18F-PSMA PET/CT for visualization of glioblastoma multiforme

Currently, diagnosis of brain tumours is based on conventional gadolinium
enhanced T1-weighted magnetic resonance imaging (T1w-Gd MRI), which provides
images with high spatial resolution. It may however be difficult to
differentiate brain tumours from signal abnormalities caused by non-neoplastic
alterations in the tissue, especially after surgery, radiotherapy and
chemotherapy. Therefore, imaging biological and molecular characteristics by
positron emission tomography (PET) has gained attention.
2-[18F]-fluoro-2-deoxy-D-glucose (FDG) is widely used in oncology, but due to
high rate of glucose metabolism in normal brain, it is difficult and often
impossible to distinguish tumour tissue using this tracer. Glioblastoma
multiforme (GBM) is a highly vascularised tumour. Previous studies have shown
that prostate-specific membrane antigen (PSMA) is robustly expressed by the
tumour vascular endothelium of GBM and thus could be an interesting target for
diagnosis and treatment.

Primary objective:
* Determine the feasibility of using 18F-PSMA PET/CT for visualization of GBM.
Secondary objectives:
* Correlate PSMA RNA and protein expression with 18F-PSMA PET/CT uptake.

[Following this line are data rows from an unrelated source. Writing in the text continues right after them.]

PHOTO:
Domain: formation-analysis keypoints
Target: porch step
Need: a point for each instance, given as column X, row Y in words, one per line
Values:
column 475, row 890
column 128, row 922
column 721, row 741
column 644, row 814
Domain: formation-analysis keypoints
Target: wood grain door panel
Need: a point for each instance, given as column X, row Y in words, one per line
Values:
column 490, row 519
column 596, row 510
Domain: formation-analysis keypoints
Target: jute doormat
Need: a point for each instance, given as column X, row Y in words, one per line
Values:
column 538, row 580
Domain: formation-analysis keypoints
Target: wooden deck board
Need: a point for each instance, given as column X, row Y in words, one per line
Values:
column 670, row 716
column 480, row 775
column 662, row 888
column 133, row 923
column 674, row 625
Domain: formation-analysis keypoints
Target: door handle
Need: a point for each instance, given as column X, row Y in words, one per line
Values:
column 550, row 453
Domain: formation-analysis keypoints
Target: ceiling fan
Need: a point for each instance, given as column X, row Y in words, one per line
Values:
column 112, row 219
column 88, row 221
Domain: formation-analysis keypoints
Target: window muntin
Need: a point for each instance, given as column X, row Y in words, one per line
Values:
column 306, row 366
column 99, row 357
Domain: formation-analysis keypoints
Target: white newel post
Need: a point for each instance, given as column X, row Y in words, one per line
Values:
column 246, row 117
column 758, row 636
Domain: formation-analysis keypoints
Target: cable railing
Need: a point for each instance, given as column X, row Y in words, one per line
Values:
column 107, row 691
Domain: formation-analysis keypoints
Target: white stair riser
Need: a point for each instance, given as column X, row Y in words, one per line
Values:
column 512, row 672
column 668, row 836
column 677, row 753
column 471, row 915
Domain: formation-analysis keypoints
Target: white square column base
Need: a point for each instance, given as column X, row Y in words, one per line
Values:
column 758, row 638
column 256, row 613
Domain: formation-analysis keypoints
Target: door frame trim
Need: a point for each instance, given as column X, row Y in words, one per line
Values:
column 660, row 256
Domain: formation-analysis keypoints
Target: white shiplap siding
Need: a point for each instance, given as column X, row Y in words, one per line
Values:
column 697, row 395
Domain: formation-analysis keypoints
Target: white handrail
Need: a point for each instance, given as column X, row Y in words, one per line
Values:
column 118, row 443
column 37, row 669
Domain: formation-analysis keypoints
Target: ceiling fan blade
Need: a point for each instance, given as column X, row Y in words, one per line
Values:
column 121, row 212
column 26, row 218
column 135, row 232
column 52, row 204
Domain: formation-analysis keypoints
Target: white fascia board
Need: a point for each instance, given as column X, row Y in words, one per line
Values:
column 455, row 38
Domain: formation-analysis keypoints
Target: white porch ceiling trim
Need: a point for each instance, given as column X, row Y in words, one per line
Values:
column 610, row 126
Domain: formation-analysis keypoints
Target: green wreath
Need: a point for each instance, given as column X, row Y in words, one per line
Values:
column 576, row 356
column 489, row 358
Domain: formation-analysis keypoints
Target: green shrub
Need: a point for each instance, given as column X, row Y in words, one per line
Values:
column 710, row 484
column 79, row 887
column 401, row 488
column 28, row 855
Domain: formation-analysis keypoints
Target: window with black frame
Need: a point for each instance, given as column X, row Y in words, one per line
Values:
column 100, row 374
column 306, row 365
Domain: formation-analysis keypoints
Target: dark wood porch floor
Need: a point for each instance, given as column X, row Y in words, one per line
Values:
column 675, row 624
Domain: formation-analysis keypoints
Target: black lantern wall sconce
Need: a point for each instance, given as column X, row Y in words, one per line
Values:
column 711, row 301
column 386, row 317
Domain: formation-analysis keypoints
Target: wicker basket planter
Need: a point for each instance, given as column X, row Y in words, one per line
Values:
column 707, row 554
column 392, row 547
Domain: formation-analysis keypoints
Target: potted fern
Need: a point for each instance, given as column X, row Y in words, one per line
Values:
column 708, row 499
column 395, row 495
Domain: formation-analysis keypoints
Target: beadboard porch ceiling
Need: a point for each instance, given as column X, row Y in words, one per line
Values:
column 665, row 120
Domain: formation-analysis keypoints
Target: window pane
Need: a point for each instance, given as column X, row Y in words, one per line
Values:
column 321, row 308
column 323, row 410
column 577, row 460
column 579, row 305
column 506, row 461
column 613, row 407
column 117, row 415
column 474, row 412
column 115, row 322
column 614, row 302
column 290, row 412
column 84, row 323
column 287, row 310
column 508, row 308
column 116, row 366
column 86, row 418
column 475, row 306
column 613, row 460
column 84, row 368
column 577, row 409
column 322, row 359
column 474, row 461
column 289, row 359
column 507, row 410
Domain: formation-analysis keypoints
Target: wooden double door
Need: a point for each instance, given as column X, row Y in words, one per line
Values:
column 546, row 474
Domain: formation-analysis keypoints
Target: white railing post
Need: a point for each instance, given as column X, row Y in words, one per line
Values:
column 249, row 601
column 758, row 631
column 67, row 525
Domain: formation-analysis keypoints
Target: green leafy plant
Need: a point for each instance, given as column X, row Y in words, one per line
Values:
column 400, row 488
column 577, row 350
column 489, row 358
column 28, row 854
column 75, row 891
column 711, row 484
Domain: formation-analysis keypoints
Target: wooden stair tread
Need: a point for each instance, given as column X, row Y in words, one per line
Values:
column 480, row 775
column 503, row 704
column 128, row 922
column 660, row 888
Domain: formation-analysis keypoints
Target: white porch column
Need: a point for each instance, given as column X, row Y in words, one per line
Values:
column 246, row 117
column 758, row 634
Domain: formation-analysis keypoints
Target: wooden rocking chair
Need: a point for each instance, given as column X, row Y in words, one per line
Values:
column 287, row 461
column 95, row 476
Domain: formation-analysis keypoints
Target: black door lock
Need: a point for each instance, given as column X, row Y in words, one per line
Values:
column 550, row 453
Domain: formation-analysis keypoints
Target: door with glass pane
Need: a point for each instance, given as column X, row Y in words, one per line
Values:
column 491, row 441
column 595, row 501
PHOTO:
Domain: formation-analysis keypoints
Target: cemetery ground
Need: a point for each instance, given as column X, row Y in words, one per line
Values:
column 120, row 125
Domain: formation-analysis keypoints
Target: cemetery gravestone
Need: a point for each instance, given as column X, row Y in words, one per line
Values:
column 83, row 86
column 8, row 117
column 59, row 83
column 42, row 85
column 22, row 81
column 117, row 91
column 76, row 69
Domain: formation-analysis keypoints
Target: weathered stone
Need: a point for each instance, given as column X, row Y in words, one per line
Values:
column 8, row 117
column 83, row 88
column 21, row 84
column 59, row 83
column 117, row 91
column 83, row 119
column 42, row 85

5 patients with detected/suspected GBM on T1w-Gd MRI will be included. On the
day before surgery, patients will undergo a MRI scan with gadolinium contrast
agent as standard pre-operative imaging for neuronavigation. Subsequently,
patients will be injected with 200 MBq 18F-PSMA, and undergo a PET/CT scan 120
minutes post-injection, as under these conditions high tracer uptake and high
tumor-to-background ratios have been observed in patients with prostate cancer.
After this scan patients will be hospitalized at the department of
neuro-surgery. The next day, tumour tissue will be resected and processed
following standard procedures for histological/immunohistochemical analysis by
the pathology department. From the resected material, additional pieces of
tissue will be frozen for PSMA protein and targeted RNA expression analysis
to determine correlations with tracer uptake.

The risk of serious side effects of the study medication is absent to minimal.
Bruising may occur after the venous puncture, measures like application of
local pressure will be taken to minimize the risk. Furthermore the expected
radiation dose is low (4,7 mSv), especially in comparison to the post-operative
radiotherapy these patients will receive.
Because of its high soft-tissue contract, MRI is still the first method of
choice for the assessment of brain tumors, however it has certain limitations.
These limitations include defining of tumor extension and grade, and
differentiation of tumor recurrence from necrosis or scarring. The use of
FDG-PET to distinguish recurrent tumor from radiation necrosis appeared
promising, however the high uptake in normal brain tissue imposes some
difficulties. 18F-FET has already been proven to outperform MRI and FDG-PET in
tumor delineation and identification of tumor recurrence in various clinical
trials, and because of its specificity for tumor vasculature, we expect the
same for 18F-PSMA-PET. This is why implementation of this technique in the
Radboudumc would be of benefit for glioma patients.